Maybe you’ll decide to throw a Roku stick on the bedroom TV, at some point, or buy the kids a Fire tablet on Prime Day. If that happens, your iTunes-bought video collection would be inaccessible, locked into Apple’s universe.
In addition to working Apple TV, Vudu works on iOS and Android devices; smart TVs; Blu-ray players; game consoles like the Xbox 360 and Xbox One, PS3 and PS4; and other streaming media players, like Roku, Chromecast, Android TV, and more.
Vudu was acquired by Walmart in 2010, but the retailer hasn’t fully leveraged the asset to challenge Amazon on the video front. Though promoted in Walmart stores, it remains a fairly low-profile offering, not a subscription-based alternative to something like Amazon Video, Hulu or Netflix.
Instead, Walmart last year introduced the free, ad-supported movies collection on Vudu – a way for it to enter the on-demand, streaming video market without having to build out its own, exclusive content library like the other major providers are doing.
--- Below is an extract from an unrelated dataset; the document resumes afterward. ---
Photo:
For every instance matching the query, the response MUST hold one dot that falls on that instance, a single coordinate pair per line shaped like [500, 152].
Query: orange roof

But that means Vudu is playing in a different field – its marketplace may compete with Amazon and iTunes, but its streaming service competes with Sony’s Crackle, or Yahoo View, the home to Hulu’s free content.
Prior to today’s launch, Vudu users could watch on Apple TV by way of AirPlay support. But this is the first time they’ve had a native interface they can browse with the Siri Remote. At time of writing, however, Vudu’s content has not been integrated with Apple’s TV app.